One tip that’s been useful to second-year student Libby Harvey of St. Charles is finding the money. Harvey has gotten scholarships to pursue a degree in elementary education at the community college, she said. She’ll take 16 credits this year and hopes to graduate in the spring.
She talked up the free popcorn Tuesday at the information booth because, she said, “People just want the free stuff.” But she wants new students to be successful, she said.
“That’s why we join Phi Theta Kappa,” Harvey said.
Lots of resources
Phi Theta Kappa president Justin Kelly of South Elgin also encouraged students to make friends on campus.
“It will motivate and encourage you. Your friends don’t want to see you fail,” he said.
He is a veteran in his third year at the school, where he recently was accepted into its physical therapy assistant program, the result of career counseling on campus. He’ll take 12.5 credit hours this year, he said.
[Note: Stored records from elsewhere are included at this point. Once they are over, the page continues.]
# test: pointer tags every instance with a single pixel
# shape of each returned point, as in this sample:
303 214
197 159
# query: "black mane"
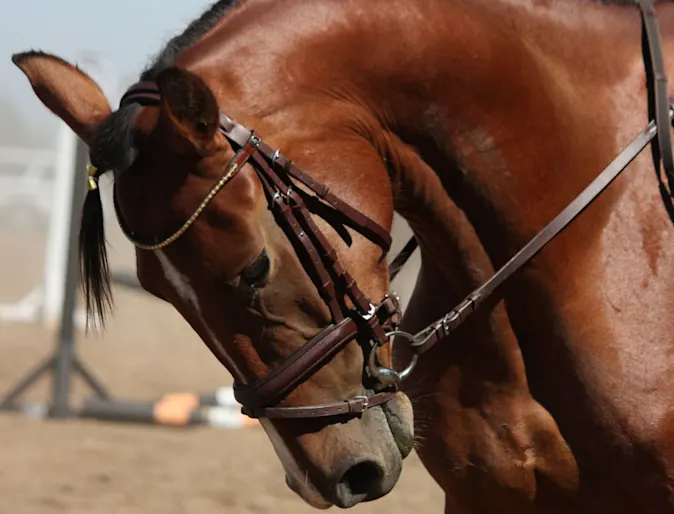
113 144
192 34
112 148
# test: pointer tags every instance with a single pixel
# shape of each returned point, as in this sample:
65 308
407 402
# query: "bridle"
375 324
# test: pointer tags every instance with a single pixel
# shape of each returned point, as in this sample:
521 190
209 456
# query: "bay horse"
477 121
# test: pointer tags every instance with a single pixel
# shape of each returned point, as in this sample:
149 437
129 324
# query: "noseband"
292 207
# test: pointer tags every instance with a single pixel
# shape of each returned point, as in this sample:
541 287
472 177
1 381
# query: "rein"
366 322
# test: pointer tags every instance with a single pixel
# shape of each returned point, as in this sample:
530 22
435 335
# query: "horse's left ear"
190 106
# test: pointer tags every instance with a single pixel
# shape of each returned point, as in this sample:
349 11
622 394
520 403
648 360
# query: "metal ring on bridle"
387 376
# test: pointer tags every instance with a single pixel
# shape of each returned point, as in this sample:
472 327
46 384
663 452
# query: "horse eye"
258 271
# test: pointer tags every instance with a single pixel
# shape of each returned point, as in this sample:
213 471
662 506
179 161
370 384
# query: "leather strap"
658 93
355 406
308 359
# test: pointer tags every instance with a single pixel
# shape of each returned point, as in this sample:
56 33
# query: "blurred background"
148 351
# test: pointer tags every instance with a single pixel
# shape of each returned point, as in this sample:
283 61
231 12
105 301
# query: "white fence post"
57 242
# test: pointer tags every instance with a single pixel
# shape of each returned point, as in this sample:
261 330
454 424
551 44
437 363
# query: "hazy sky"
124 34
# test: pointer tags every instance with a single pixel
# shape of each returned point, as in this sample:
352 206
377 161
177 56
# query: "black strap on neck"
658 94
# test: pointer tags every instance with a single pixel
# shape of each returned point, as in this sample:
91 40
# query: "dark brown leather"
354 406
658 94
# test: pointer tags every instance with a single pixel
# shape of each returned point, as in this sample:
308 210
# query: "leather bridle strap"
658 94
285 377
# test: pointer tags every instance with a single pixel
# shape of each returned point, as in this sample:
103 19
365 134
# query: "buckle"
359 404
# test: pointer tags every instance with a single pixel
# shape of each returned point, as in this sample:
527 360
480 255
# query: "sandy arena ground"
91 467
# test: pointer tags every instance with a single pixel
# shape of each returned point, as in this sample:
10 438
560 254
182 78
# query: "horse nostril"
360 482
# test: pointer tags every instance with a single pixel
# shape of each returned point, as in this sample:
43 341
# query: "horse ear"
66 91
190 105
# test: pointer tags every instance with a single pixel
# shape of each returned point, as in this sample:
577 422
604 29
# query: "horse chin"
400 418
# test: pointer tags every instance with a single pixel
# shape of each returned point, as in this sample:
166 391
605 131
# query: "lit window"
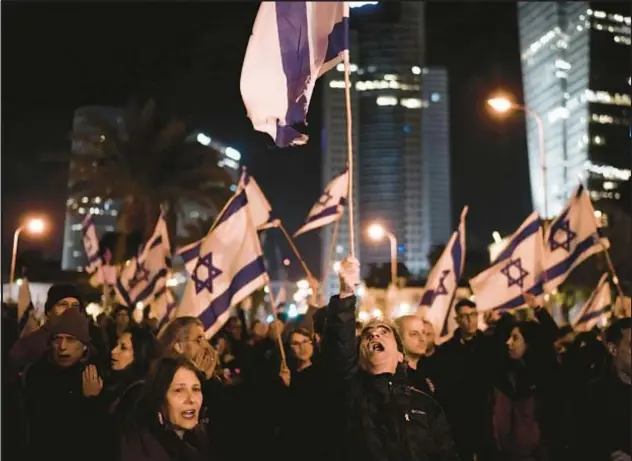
411 103
386 101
Like Kelly, Kohlhoff and Harvey, Perkins said, “We’re very aware that for some students, 20 credit hours in one year is more than their lives can handle.”
“I think we need to be careful with the message we’re sending, that it’s not failure if you don’t get there, but research shows it’s more difficult for students. The workshops we’re doing are intended to show students there are a whole lot of resources available to you.”